Voilà, monsieur le député, ce que je voulais vous dire au sujet des aides aux viticulteurs. Nous accompagnons ces derniers depuis deux ans, non seulement au jour le jour en cette période de crise, mais aussi, à travers les efforts de modernisation et de promotion des vignobles, afin de préparer l'avenir de ce secteur essentiel pour l'économie nationale et celle de votre région.
M. le président. La parole est à M. Jacques Bascou, pour une courte intervention.
M. Jacques Bascou. Elle le sera, monsieur le président.
Je ne répondrai que sur les mesures conjoncturelles qui, comme vous l'avez reconnu, monsieur le ministre, sont insuffisantes : en témoigne l'enveloppe complémentaire de 375 000 euros. Les 6 millions d'euros prévus au titre de l'exonération de la taxe sur le foncier non bâti ont, eux, été ramenés à 3 millions, ce qui n'est évidemment pas sans conséquences. Vous avez également évoqué les retraites agricoles ; or, la spécificité des carrières en Languedoc-Roussillon est d'être souvent mixtes, de sorte que la plupart des retraités sont exclus de vos mesures.
De manière plus générale, le problème est la concurrence déloyale faite au vignoble languedocien, à seulement soixante kilomètres de distance, en Espagne, où l'on utilise des produits phytosanitaires interdits en France ; les coûts de main d'oeuvre et d'exploitation y sont également plus faibles, sans parler des problèmes du coupage des vins. Je sais que, sur ce sujet, vos positions ne sont pas celles de la Commission européenne, mais les dispositions concernées résultent d'un accord que celle-ci a signé en 2006 avec les États-Unis pour autoriser les coupages, le mouillage, l'adjonction d'arômes et d'autres technologies non reconnues par l'Organisation internationale de la vigne et du vin.

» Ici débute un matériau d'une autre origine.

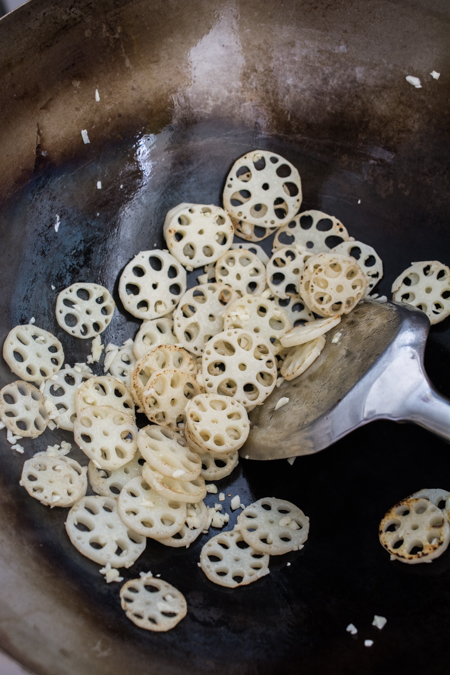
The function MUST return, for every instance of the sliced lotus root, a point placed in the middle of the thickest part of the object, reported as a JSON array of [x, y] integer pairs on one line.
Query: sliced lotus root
[[309, 331], [54, 481], [106, 435], [199, 315], [263, 188], [284, 270], [332, 284], [110, 483], [167, 452], [368, 259], [229, 561], [175, 488], [32, 353], [152, 604], [274, 526], [22, 409], [415, 530], [152, 284], [61, 390], [152, 334], [160, 358], [166, 395], [149, 513], [196, 521], [97, 532], [216, 424], [84, 310], [240, 364], [258, 315], [425, 285], [104, 390], [301, 357], [197, 234], [243, 271], [314, 230]]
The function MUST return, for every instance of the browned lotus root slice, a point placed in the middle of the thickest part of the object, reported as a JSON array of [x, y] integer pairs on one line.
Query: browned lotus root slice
[[243, 271], [175, 488], [274, 526], [415, 530], [197, 234], [84, 309], [152, 604], [152, 284], [216, 424], [229, 561], [314, 230], [425, 285], [106, 435], [166, 451], [240, 364], [153, 333], [258, 315], [54, 481], [199, 315], [263, 188], [332, 284], [104, 390], [160, 358], [22, 409], [284, 270], [32, 353], [166, 395]]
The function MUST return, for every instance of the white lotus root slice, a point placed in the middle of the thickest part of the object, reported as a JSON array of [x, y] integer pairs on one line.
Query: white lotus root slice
[[368, 259], [22, 409], [175, 488], [284, 270], [300, 358], [263, 188], [332, 284], [61, 390], [196, 521], [97, 532], [84, 310], [274, 526], [240, 364], [104, 390], [152, 334], [199, 315], [152, 604], [425, 285], [54, 481], [110, 483], [166, 395], [32, 353], [158, 359], [167, 452], [229, 561], [243, 271], [216, 467], [152, 284], [149, 513], [106, 435], [316, 231], [310, 331], [216, 424], [261, 316], [415, 530], [197, 234]]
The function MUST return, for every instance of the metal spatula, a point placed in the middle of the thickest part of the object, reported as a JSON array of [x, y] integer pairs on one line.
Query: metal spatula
[[370, 368]]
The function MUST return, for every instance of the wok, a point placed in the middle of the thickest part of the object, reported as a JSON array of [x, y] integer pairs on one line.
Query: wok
[[185, 88]]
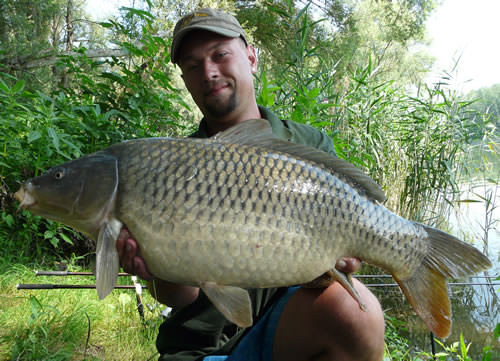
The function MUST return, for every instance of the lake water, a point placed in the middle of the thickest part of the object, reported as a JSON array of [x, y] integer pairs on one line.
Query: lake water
[[476, 310]]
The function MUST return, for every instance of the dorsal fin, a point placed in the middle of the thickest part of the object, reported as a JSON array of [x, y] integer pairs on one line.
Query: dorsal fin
[[258, 133]]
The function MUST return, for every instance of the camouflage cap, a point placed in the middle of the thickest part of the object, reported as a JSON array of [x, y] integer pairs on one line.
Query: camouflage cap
[[216, 21]]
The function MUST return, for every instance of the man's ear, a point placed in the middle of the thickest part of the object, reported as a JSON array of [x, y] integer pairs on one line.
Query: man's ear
[[252, 57]]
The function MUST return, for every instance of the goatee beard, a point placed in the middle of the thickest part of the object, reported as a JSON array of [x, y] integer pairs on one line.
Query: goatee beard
[[219, 108]]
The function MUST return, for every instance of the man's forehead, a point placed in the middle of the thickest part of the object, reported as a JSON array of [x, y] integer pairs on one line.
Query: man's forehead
[[202, 41]]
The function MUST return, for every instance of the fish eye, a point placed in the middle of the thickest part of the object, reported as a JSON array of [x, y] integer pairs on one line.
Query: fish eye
[[58, 173]]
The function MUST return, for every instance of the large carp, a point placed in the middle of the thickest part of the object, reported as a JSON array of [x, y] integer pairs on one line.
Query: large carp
[[246, 210]]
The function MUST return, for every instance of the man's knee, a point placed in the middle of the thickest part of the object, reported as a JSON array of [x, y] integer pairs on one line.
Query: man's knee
[[330, 323], [352, 330]]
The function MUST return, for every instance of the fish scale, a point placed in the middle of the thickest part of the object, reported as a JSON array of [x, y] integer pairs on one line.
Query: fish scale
[[244, 209], [290, 226]]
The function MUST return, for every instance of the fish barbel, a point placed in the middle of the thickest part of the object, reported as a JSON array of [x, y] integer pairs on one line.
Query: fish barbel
[[246, 210]]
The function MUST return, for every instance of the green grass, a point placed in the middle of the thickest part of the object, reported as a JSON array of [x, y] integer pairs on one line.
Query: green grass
[[55, 324]]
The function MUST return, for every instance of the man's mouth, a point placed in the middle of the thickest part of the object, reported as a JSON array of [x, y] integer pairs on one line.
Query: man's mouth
[[216, 89]]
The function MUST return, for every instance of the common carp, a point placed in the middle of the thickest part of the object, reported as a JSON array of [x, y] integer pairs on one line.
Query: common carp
[[246, 210]]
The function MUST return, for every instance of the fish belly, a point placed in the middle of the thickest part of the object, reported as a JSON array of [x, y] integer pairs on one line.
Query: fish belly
[[238, 215]]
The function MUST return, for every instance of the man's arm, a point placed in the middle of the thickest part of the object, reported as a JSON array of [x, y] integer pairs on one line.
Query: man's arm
[[168, 293], [175, 295]]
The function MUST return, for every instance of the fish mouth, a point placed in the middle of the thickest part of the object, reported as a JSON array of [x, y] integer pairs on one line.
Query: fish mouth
[[25, 198]]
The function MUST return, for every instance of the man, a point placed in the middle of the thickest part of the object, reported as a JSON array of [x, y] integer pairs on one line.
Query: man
[[217, 66]]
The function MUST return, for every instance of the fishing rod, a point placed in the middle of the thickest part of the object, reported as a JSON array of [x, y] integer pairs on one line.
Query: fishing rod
[[53, 286]]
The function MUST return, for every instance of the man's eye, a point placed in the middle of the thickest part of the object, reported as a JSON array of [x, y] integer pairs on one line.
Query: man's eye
[[221, 54], [192, 67]]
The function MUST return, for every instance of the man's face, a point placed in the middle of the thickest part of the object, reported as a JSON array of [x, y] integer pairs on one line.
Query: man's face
[[218, 72]]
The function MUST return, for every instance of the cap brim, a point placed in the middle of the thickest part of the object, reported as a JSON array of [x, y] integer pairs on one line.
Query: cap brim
[[182, 34]]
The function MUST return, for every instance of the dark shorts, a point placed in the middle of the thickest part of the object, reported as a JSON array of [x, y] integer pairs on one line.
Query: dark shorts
[[257, 345]]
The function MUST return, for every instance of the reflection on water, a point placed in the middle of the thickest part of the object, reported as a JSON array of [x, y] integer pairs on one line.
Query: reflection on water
[[476, 310]]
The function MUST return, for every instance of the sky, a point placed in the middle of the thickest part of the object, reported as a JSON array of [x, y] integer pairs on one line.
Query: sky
[[469, 30], [463, 29]]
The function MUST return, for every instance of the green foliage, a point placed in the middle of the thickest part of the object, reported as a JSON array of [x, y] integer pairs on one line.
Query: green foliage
[[72, 324], [106, 102]]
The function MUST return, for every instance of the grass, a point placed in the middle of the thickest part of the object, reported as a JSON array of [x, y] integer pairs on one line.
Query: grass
[[72, 324]]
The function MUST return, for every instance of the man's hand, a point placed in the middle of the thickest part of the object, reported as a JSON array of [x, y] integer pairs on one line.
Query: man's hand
[[130, 259]]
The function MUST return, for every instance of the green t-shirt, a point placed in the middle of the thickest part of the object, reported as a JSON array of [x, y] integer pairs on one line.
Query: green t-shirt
[[199, 329]]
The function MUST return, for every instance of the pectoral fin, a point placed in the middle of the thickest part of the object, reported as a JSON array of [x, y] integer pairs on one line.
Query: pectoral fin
[[107, 261], [327, 278], [233, 302]]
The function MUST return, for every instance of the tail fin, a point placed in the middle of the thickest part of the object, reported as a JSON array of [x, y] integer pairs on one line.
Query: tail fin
[[427, 289]]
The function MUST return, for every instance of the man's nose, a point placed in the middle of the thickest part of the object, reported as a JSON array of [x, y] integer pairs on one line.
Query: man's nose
[[210, 70]]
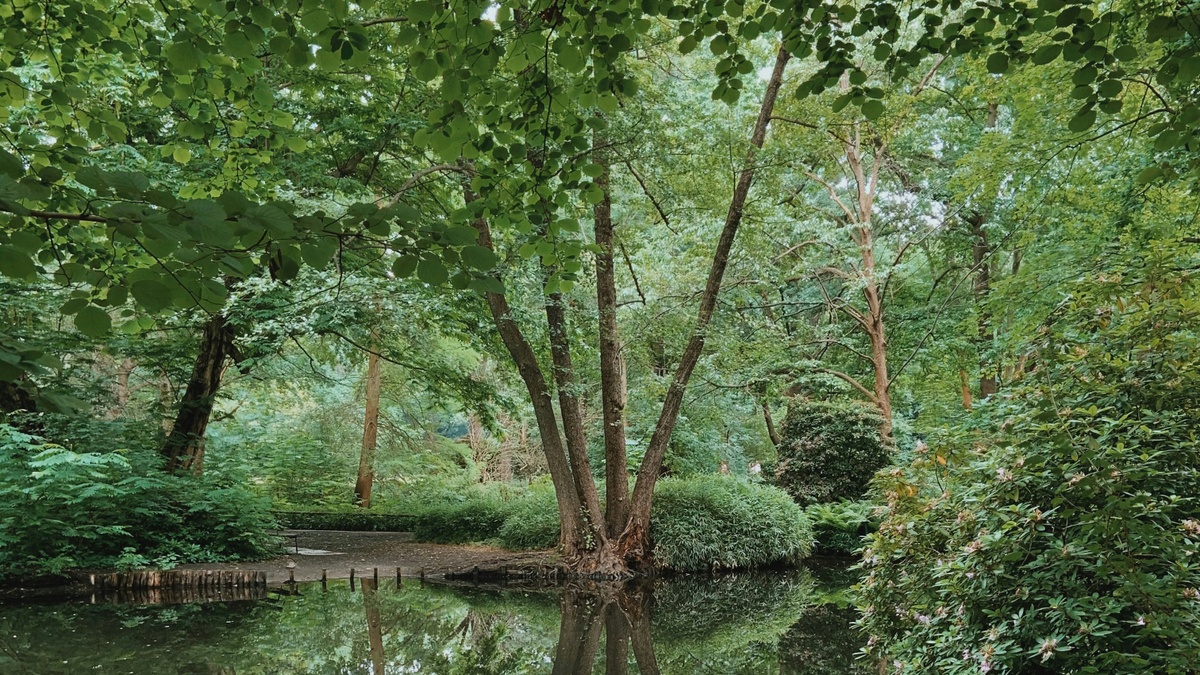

Enfin, s'agissant des DPU, il existe non pas une, mais des viticultures ; il est vrai que les viticulteurs de Languedoc-Roussillon n'avaient pas sollicité ces droits à une époque, mais ceux-ci pourraient aujourd'hui être utiles. Les sommes en jeu ne sont guère élevées et, parmi les viticulteurs français, seuls ceux de Languedoc-Roussillon se montrent intéressés. Cela aiderait leur trésorerie, laquelle en a bien besoin actuellement ; mais nous aurons peut-être l'occasion de reprendre ce débat.
M. le président. Je rappelle à chacun que, selon les nouvelles dispositions du règlement, le temps imparti pour chaque question est de six minutes : deux minutes pour poser la question, deux autres minutes pour la réponse, puis, le cas échéant, deux minutes pour affiner les conclusions.
Je vous demande donc, mes chers collègues, d'être plus concis, faute de quoi ceux d'entre nous qui souhaitent s'exprimer ne pourront pas le faire. Vous connaissez mon attachement à la liberté d'expression des parlementaires et à la qualité des réponses ministérielles. Il est donc de l'intérêt de nos concitoyens comme du nôtre que chacun fasse un effort.